August 20, 2010

A Walk in the Woods: Curious Mushrooms

I suppose that one day I will no longer be surprised by mushrooms, but for now, they still startle me with their sometimes odd appearance. When we think 'mushroom', we usually have an image of a toadstool shaped fungus, but they grow in so many other shapes, as in the large funnel-shaped mushroom above, with its tongues curving inward, as though drawing in a victim, an animate figure in a science fiction drama.

Coral shaped mushrooms aren't rare, but they are a marvel: a bit of the undersea on the forest floor.

These very small tubular eruptions from the litter of the path would have been easy to miss if I hadn't had my eyes insistently gazing downward. They came up in small groups, each 'finger' swaying to its own rhythm.
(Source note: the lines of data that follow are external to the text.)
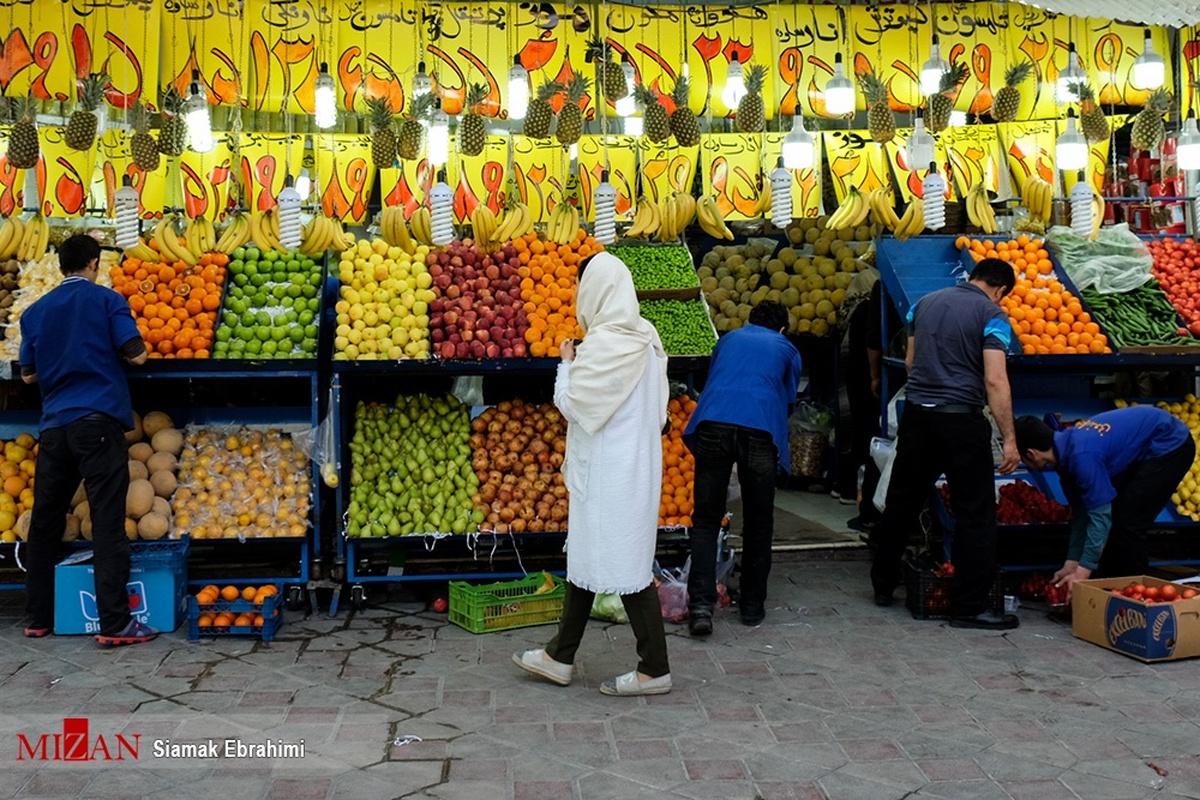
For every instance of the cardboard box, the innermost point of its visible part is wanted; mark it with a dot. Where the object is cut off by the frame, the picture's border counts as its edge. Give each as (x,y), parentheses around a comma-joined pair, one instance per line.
(1144,631)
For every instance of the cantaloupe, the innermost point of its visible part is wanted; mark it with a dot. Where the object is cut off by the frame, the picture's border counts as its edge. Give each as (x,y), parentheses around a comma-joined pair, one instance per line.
(168,440)
(154,422)
(139,499)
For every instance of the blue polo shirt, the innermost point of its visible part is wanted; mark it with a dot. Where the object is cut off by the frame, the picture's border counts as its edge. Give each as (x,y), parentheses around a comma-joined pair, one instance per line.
(753,378)
(1096,451)
(71,340)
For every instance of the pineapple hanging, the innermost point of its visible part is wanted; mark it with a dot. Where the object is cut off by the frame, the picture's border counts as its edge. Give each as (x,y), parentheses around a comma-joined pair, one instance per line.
(751,113)
(383,132)
(609,73)
(173,128)
(683,122)
(657,125)
(880,120)
(1147,130)
(472,128)
(541,113)
(1008,97)
(142,145)
(81,133)
(570,119)
(412,132)
(23,149)
(1091,116)
(939,107)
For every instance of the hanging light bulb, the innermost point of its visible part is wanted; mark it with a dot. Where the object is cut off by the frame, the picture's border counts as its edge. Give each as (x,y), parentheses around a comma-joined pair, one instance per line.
(839,91)
(933,70)
(1069,77)
(735,85)
(519,90)
(1071,149)
(196,115)
(1149,68)
(324,100)
(798,150)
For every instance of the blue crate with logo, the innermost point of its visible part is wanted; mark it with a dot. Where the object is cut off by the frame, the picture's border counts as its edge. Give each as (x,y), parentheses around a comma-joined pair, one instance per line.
(157,588)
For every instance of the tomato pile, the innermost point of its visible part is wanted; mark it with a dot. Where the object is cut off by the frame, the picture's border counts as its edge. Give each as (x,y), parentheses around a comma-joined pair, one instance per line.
(1177,271)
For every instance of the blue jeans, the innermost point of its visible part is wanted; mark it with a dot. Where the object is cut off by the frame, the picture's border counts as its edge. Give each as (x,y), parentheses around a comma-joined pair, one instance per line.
(717,447)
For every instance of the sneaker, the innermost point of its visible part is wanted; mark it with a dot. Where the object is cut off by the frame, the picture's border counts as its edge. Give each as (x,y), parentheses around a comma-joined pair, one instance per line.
(135,633)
There are some mushrooms called Jellies, and from the photo above, you can see why: a beautiful gem-like translucence. There is a mushroom pictured in my field guide that looks similar to this, and which has a magical common name: Witches' Butter.

Finally, nestled among very small toadstools was this strange shaped yellow mushroom, looking like the head and neck of a graceful bird. I assume it's a member of the Earth Tongues, a perfect name for a form rising from the ground and tasting the air above.


  1. These are incredible finds Altoon!
    Funghi are so otherwordly in a way... love these ones in the last photo with their little orange button tops.
    Looks like very moist earth and ground cover... who know what will be found!

  2. yes, getting into the world of mushrooms is like Alice through the looking glass, or like being on another planet. I'm glad you enjoyed these, Sophie and rappel.

  3. Altoon, great shots. I've been amazed with the mushrooms I've been seeing and wish I knew more of the edible values of them. Those yellow fingers, yes, like underwater coral!

  4. Thanks Maggie. I also wish I knew more about the edibles; the only mushrooms I'll dare to eat are chantarelles and puffballs.